Photo: PTVN
PTVN’ core work is the removal of unexploded ordnance (UXOs). Their teams separate explosives into 7 categories: aircraft bombs, cluster submunitions, fuzes, grenades, mortars, projectiles, and rockets. Due to their relatively high failure rates, (cluster munitions from the Resistance War against America were estimated to have a failure rate of up to 30% for example), a large number of them have remained, viciously and deceptively dormant, waiting for unsuspecting farmers or curious children to come across them.

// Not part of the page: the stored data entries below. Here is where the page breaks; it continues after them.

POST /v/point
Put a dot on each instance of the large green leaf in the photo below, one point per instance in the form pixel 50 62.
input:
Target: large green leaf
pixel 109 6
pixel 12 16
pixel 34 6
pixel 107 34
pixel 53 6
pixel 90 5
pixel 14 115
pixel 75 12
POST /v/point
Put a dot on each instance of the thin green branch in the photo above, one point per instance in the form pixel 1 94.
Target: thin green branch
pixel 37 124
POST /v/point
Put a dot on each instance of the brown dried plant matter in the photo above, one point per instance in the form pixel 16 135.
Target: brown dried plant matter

These unexploded ordnances have the terrifying potential of ending lives and inflicting significant trauma to victims, families, and entire communities all in a second. In the words of Le Thi Thuy Hang, a student from Tan Thanh Middle School attending one of PTVN’s Mine Risk Education camps, “left behind are quiet houses with widows and orphans.”
In 2016, PTVN’s teams have cleared 236,629m² of contaminated land, over twice that amount in 2017 with 533,521m², 1,273,274m² in 2018, and for 2019 they are on pace to clear a whopping 3,000,000m².
PTVN was founded in 1995 by Danaan Parry and Jerilyn Brusseau — whose brother, US Army helicopter pilot Lt. Daniel Cheney, was shot down and killed during the Vietnam War in 1969.
PTVN’s efforts and support have contributed to healing the scars of war, restoring trust, and fostering friendship between the two countries’ people. Their activities have helped to mitigate risks regarding bomb and mine accidents, created a safe land zone for local residents, and built multiple social welfare works.
Its economic and social welfare support programmes have benefited victims of bombs and mines, ethnic minority groups, and the poor, focusing especially women and children./.